Ron dagegen kickte wütend gegen den Sessel und fuhr sich durch die Haare.

"Was soll ich denn tun deiner Meinung nach!", schrie er fahrig.

"Sie vergessen."

Einen Moment lang war Stille in den Raum. Obwohl Hermine und Harry in Sichtweite der Beiden standen, waren sie noch immer unentdeckt. Sie waren viel zu verwirrt über die Situation um sich bemerkbar zu machen.

"Lass mich einfach in Ruhe, du kannst mir nicht helfen.", sagte Ron irgendwann ruhig.

"Nur wenn du versprichst, SIE in Ruhe zu lassen.", eröffnete ihm Ginny.

"Ich verspreche dir gar nichts."

"LasssieinFrieden"

"Du kannst mich mal!", rief Ron nun schon wieder etwas lauter.

"Hör auf mich so anzufahren!"

"Du lässt mir ja keine andere Wahl!"

"Nur weil du keine Kritik verträgst?", fragte Ginny selbstsicher.

"Nur weil du zu dumm bist um die Wahrheit zu akzeptieren," bellte er.

"Hör auf mich zu beleidigen!"

"Ich beleidige jeden, der mir mein Leben vorschreiben will!"

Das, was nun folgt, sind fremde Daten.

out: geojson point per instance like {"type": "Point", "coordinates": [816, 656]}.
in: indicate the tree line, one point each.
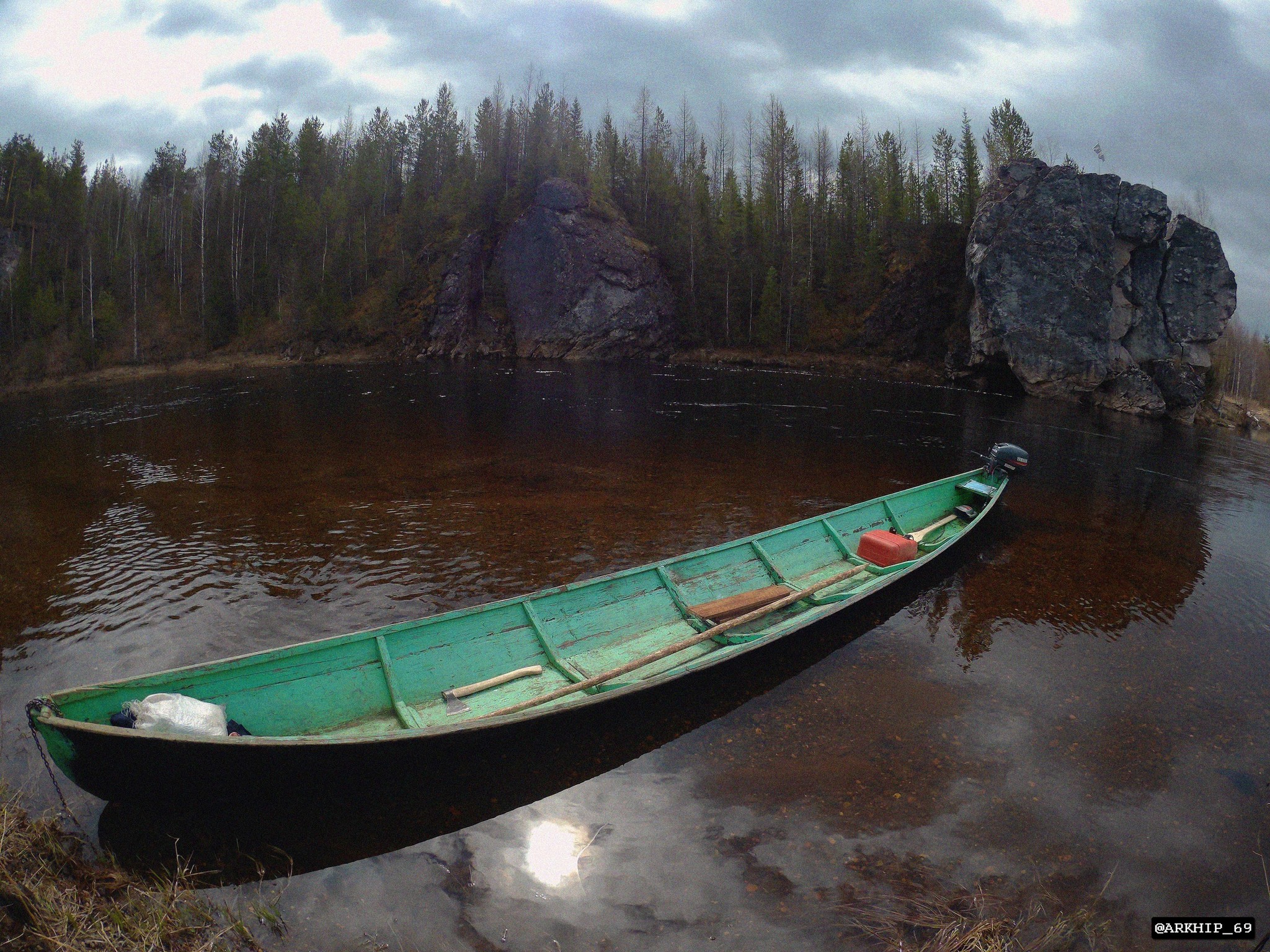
{"type": "Point", "coordinates": [773, 235]}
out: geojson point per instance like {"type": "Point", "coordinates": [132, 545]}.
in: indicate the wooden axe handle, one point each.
{"type": "Point", "coordinates": [922, 534]}
{"type": "Point", "coordinates": [495, 681]}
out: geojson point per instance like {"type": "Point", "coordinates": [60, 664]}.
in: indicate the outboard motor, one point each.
{"type": "Point", "coordinates": [1008, 457]}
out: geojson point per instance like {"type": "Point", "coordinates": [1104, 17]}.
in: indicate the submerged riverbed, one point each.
{"type": "Point", "coordinates": [1076, 701]}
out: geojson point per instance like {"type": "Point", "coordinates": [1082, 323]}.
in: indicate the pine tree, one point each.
{"type": "Point", "coordinates": [768, 327]}
{"type": "Point", "coordinates": [944, 172]}
{"type": "Point", "coordinates": [969, 169]}
{"type": "Point", "coordinates": [1009, 139]}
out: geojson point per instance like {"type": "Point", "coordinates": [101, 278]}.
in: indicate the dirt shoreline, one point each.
{"type": "Point", "coordinates": [189, 367]}
{"type": "Point", "coordinates": [221, 361]}
{"type": "Point", "coordinates": [1227, 414]}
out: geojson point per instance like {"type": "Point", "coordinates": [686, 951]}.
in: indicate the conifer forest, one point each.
{"type": "Point", "coordinates": [774, 236]}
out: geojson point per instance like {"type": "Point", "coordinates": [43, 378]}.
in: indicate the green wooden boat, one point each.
{"type": "Point", "coordinates": [380, 706]}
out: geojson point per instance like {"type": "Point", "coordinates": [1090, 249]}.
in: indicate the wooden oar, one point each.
{"type": "Point", "coordinates": [681, 645]}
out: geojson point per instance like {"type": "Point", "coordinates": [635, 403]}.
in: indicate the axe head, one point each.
{"type": "Point", "coordinates": [453, 703]}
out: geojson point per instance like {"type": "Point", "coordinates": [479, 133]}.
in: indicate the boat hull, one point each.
{"type": "Point", "coordinates": [156, 770]}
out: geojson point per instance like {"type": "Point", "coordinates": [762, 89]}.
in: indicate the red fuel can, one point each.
{"type": "Point", "coordinates": [887, 547]}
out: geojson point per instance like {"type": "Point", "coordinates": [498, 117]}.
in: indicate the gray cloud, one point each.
{"type": "Point", "coordinates": [184, 17]}
{"type": "Point", "coordinates": [1174, 93]}
{"type": "Point", "coordinates": [301, 84]}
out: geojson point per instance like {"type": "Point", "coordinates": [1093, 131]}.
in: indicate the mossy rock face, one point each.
{"type": "Point", "coordinates": [564, 281]}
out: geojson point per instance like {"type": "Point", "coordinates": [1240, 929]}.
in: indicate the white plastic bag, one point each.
{"type": "Point", "coordinates": [177, 714]}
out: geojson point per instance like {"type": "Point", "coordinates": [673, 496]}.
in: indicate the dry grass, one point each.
{"type": "Point", "coordinates": [980, 923]}
{"type": "Point", "coordinates": [55, 896]}
{"type": "Point", "coordinates": [918, 912]}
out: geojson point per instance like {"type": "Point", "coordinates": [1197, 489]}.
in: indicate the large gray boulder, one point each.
{"type": "Point", "coordinates": [1088, 287]}
{"type": "Point", "coordinates": [564, 281]}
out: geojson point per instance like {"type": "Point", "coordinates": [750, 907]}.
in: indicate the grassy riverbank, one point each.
{"type": "Point", "coordinates": [56, 894]}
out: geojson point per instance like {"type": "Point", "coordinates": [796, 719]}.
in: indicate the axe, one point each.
{"type": "Point", "coordinates": [455, 706]}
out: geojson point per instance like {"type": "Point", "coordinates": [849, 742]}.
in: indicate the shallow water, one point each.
{"type": "Point", "coordinates": [1077, 696]}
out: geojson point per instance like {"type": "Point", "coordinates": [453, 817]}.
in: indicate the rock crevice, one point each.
{"type": "Point", "coordinates": [1089, 287]}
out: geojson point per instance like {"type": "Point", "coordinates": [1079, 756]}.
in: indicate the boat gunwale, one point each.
{"type": "Point", "coordinates": [784, 627]}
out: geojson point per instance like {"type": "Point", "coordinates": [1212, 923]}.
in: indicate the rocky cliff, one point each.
{"type": "Point", "coordinates": [1089, 287]}
{"type": "Point", "coordinates": [563, 281]}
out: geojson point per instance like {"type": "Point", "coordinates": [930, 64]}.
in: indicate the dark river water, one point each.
{"type": "Point", "coordinates": [1076, 702]}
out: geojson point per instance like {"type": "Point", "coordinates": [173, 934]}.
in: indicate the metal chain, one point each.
{"type": "Point", "coordinates": [32, 707]}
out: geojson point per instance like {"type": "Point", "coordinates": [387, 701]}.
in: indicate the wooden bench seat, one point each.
{"type": "Point", "coordinates": [723, 610]}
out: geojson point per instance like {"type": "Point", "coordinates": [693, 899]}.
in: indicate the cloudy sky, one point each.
{"type": "Point", "coordinates": [1176, 92]}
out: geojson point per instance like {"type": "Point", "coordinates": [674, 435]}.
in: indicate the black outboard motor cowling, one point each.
{"type": "Point", "coordinates": [1009, 457]}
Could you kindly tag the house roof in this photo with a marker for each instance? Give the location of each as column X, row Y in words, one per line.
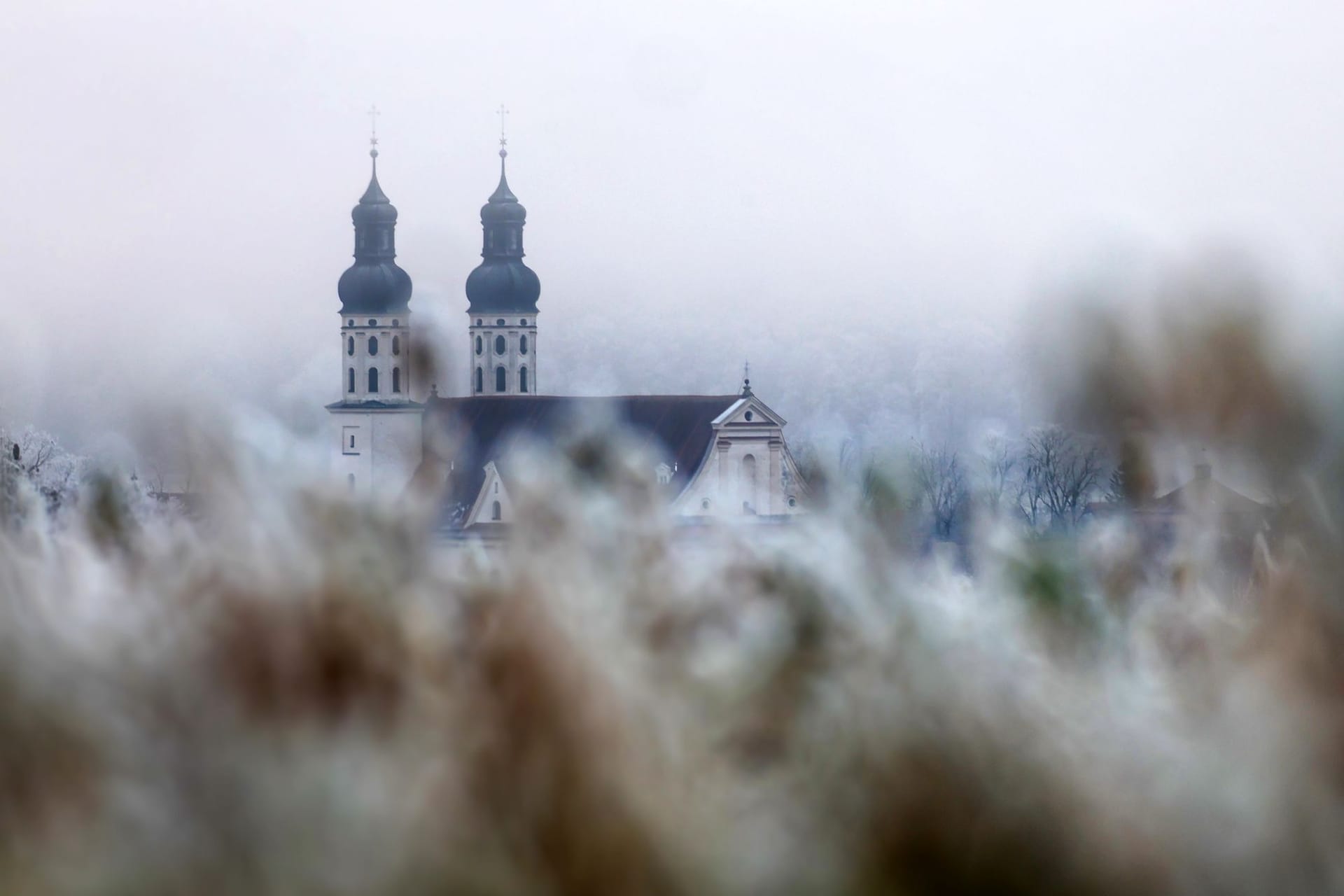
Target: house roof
column 477, row 430
column 1206, row 495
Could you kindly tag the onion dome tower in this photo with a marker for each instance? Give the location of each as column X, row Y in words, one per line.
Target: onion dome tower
column 375, row 426
column 375, row 304
column 502, row 298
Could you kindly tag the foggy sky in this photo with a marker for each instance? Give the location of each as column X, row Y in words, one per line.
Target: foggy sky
column 802, row 184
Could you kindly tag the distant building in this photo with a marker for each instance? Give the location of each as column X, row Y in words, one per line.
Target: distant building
column 1203, row 504
column 715, row 456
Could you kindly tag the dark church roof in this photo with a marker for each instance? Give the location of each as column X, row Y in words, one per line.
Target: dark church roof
column 484, row 429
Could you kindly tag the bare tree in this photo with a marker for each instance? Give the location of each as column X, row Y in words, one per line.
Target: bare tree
column 36, row 456
column 942, row 486
column 1060, row 472
column 999, row 466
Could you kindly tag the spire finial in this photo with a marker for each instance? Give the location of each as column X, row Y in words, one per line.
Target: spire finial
column 372, row 132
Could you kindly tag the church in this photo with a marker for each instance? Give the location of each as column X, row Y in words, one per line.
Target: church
column 717, row 456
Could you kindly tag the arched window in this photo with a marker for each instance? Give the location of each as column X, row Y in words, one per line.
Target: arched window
column 749, row 484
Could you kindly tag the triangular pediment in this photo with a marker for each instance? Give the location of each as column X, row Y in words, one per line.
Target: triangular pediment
column 749, row 412
column 492, row 503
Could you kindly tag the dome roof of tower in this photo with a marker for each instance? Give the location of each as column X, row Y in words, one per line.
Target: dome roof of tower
column 374, row 206
column 503, row 204
column 374, row 288
column 503, row 285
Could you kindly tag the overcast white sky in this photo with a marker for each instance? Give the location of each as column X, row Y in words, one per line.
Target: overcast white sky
column 179, row 175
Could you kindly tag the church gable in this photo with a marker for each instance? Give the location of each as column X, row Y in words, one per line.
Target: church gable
column 749, row 412
column 492, row 504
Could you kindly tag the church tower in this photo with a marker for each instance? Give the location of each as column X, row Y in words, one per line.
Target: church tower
column 502, row 293
column 375, row 426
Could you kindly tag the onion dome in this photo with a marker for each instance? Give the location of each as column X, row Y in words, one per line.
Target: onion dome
column 502, row 282
column 374, row 284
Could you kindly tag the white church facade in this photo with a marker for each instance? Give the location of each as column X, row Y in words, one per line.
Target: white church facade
column 717, row 456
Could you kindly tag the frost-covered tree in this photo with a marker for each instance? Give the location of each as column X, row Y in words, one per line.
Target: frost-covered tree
column 36, row 458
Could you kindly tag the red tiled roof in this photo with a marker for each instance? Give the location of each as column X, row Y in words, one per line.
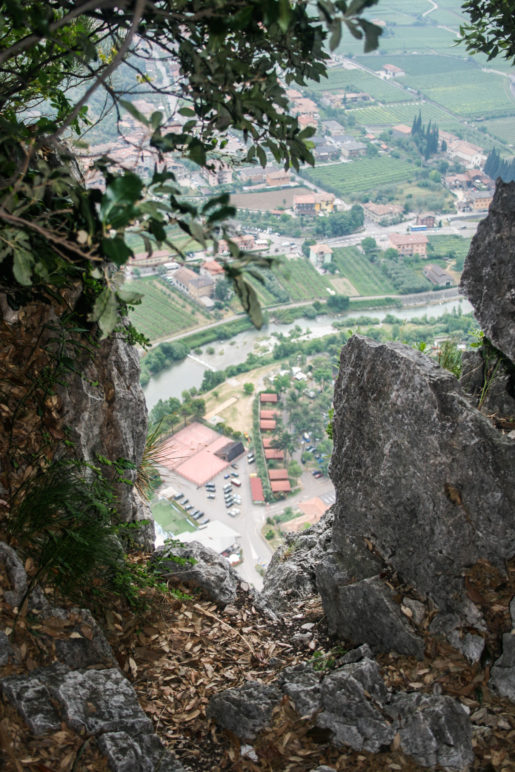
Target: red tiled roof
column 256, row 489
column 268, row 413
column 280, row 485
column 274, row 453
column 278, row 474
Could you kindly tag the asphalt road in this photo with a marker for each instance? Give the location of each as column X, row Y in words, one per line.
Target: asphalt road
column 249, row 523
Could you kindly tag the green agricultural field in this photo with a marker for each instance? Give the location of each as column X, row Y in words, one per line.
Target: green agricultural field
column 504, row 128
column 357, row 80
column 444, row 245
column 162, row 310
column 468, row 92
column 360, row 176
column 301, row 281
column 171, row 517
column 365, row 276
column 391, row 115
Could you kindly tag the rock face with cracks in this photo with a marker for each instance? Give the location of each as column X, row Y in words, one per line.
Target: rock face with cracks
column 488, row 278
column 424, row 486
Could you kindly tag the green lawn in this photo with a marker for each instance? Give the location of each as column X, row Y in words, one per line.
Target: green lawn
column 443, row 245
column 362, row 175
column 503, row 128
column 171, row 517
column 365, row 276
column 162, row 310
column 392, row 114
column 301, row 281
column 357, row 80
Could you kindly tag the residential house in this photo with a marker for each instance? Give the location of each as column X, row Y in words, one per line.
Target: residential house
column 476, row 201
column 313, row 203
column 429, row 220
column 246, row 243
column 438, row 276
column 327, row 152
column 390, row 71
column 320, row 255
column 386, row 214
column 269, row 396
column 193, row 283
column 471, row 156
column 353, row 148
column 278, row 178
column 212, row 268
column 333, row 127
column 401, row 130
column 278, row 474
column 409, row 244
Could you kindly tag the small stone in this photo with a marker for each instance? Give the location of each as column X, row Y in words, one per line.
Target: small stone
column 249, row 752
column 244, row 710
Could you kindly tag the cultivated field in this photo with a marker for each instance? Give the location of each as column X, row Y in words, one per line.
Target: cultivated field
column 162, row 311
column 301, row 281
column 362, row 175
column 274, row 199
column 365, row 276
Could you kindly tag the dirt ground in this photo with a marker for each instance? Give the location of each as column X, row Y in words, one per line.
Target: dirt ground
column 229, row 401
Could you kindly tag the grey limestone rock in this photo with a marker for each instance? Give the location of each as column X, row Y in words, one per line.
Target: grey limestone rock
column 7, row 653
column 352, row 702
column 488, row 278
column 31, row 698
column 105, row 407
column 245, row 710
column 84, row 651
column 366, row 611
column 502, row 679
column 354, row 706
column 209, row 571
column 97, row 701
column 137, row 753
column 419, row 473
column 291, row 574
column 17, row 577
column 433, row 730
column 489, row 381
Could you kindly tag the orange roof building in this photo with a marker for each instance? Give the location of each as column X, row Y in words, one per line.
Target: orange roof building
column 256, row 490
column 268, row 397
column 278, row 474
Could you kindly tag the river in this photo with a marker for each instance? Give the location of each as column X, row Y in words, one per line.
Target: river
column 188, row 373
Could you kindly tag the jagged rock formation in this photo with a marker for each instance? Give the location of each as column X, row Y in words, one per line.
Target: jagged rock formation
column 104, row 407
column 424, row 489
column 488, row 278
column 291, row 574
column 199, row 566
column 83, row 689
column 354, row 706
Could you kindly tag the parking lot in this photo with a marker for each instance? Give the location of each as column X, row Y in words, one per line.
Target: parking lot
column 252, row 516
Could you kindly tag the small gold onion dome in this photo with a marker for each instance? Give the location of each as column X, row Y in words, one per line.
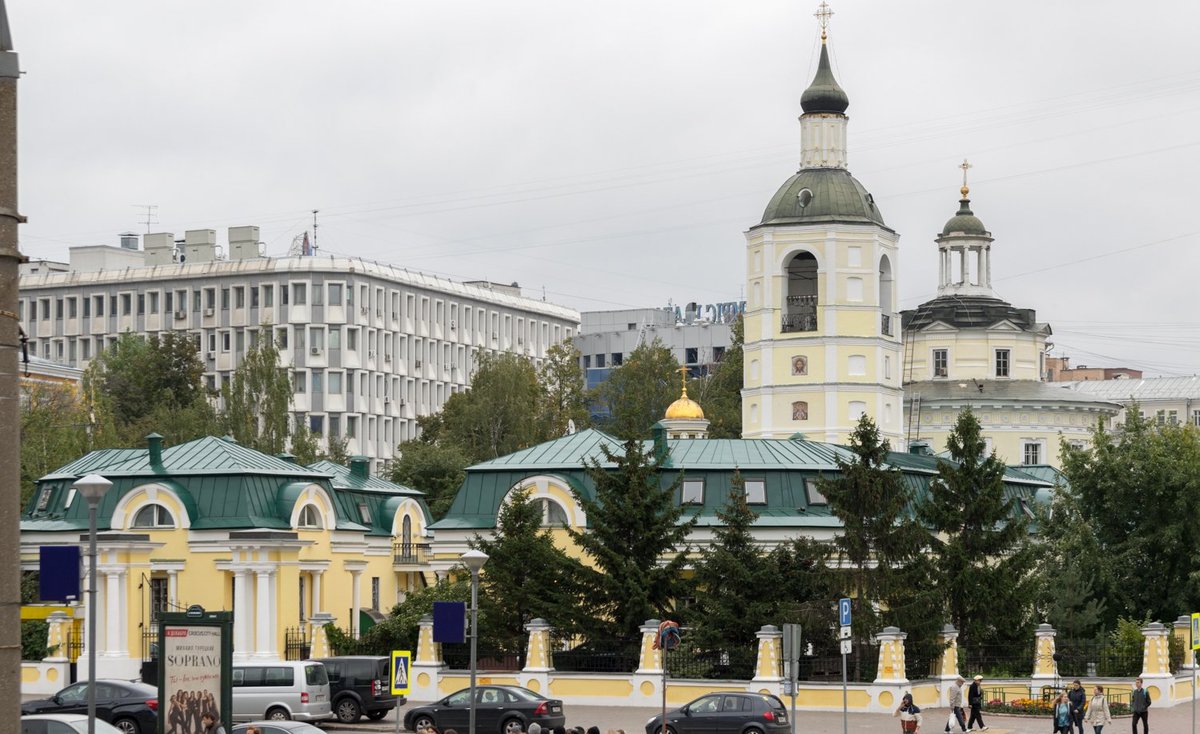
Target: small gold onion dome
column 684, row 408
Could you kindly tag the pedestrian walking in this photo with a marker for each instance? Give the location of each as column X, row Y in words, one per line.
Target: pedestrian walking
column 975, row 699
column 909, row 714
column 1098, row 714
column 1139, row 703
column 957, row 705
column 1061, row 714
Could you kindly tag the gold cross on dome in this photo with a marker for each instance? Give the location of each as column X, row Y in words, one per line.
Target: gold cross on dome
column 822, row 16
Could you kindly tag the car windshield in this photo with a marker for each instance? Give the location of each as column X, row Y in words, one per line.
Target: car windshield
column 315, row 675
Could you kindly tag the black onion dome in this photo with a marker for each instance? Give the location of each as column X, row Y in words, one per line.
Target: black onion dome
column 965, row 222
column 825, row 95
column 822, row 194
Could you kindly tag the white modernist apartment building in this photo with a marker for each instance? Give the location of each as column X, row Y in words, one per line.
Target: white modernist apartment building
column 371, row 347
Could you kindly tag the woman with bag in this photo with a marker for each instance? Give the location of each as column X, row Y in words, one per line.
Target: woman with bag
column 1098, row 711
column 1061, row 713
column 910, row 715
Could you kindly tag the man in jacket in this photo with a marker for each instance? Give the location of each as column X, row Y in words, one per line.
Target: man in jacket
column 1139, row 703
column 1077, row 698
column 957, row 704
column 975, row 699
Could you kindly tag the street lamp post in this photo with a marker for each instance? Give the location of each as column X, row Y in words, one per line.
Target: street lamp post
column 474, row 560
column 93, row 488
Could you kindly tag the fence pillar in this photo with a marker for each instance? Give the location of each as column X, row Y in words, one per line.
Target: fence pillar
column 649, row 661
column 59, row 632
column 767, row 667
column 318, row 642
column 427, row 665
column 1045, row 667
column 946, row 667
column 1183, row 632
column 892, row 661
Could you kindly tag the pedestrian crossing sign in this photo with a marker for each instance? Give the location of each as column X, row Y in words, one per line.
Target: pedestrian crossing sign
column 401, row 665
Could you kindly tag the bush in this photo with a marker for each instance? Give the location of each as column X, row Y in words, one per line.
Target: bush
column 33, row 639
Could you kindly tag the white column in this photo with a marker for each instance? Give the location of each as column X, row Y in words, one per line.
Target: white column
column 113, row 615
column 263, row 613
column 317, row 607
column 243, row 614
column 355, row 584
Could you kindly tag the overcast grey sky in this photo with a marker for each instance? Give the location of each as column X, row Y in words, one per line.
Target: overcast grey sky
column 612, row 154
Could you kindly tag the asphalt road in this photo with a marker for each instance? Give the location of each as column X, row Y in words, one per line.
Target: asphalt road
column 633, row 720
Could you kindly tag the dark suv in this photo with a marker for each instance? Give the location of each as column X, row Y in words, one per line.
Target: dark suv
column 360, row 684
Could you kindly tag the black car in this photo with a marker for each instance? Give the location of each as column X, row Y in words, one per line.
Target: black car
column 360, row 684
column 498, row 709
column 725, row 714
column 129, row 705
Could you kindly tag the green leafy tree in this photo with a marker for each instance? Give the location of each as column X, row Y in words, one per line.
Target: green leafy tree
column 981, row 547
column 720, row 392
column 498, row 415
column 258, row 397
column 1138, row 492
column 55, row 429
column 564, row 399
column 141, row 385
column 527, row 576
column 436, row 469
column 880, row 539
column 634, row 522
column 735, row 579
column 637, row 393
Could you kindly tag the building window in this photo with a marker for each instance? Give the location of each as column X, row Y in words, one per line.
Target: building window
column 756, row 492
column 552, row 513
column 693, row 492
column 310, row 518
column 1002, row 359
column 941, row 362
column 153, row 516
column 1032, row 453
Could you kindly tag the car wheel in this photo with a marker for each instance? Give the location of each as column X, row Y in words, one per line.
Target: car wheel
column 126, row 726
column 513, row 726
column 347, row 710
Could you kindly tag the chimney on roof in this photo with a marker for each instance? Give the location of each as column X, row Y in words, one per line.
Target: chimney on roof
column 154, row 443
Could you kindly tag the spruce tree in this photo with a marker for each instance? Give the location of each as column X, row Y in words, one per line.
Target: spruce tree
column 527, row 576
column 982, row 552
column 880, row 539
column 633, row 523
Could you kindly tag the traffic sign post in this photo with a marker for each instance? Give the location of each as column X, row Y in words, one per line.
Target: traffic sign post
column 846, row 647
column 792, row 657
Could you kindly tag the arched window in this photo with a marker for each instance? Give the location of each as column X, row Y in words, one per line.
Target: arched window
column 310, row 518
column 552, row 513
column 154, row 516
column 801, row 300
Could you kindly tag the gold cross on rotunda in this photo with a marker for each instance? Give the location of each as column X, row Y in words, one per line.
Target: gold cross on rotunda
column 822, row 16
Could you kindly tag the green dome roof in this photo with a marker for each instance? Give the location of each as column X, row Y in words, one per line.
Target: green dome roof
column 965, row 222
column 825, row 95
column 833, row 196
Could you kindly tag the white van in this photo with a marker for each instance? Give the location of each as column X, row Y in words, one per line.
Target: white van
column 281, row 690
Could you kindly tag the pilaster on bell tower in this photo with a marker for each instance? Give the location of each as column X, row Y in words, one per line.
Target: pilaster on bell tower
column 822, row 340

"Dann kannst du ja bei mir anfangen!" Es war diesmal Harry, der gesprochen hatte. Als die beiden Streitenden Hermine und Harry entdeckten, wurde ihnen peinlich bewusst, dass sie gelauscht haben mussten. Hermine war entsetzt über diesen Streit, wenn auch nicht überrascht. Ginny wurde puterrot und setzte sich auf einen Sessel.

"Was soll das heißen?", fragte Ron angriffslustig, der Hermine schlichtweg ignorierte.

"Ich schreibe dir jetzt vor endlich die Klappe zu halten, denn Hermine hat vielleicht keine Lust gleich sofort wieder in einen Streit verwickelt zu sein.", antwortete Harry ruhig und nahm Hermine in den Arm.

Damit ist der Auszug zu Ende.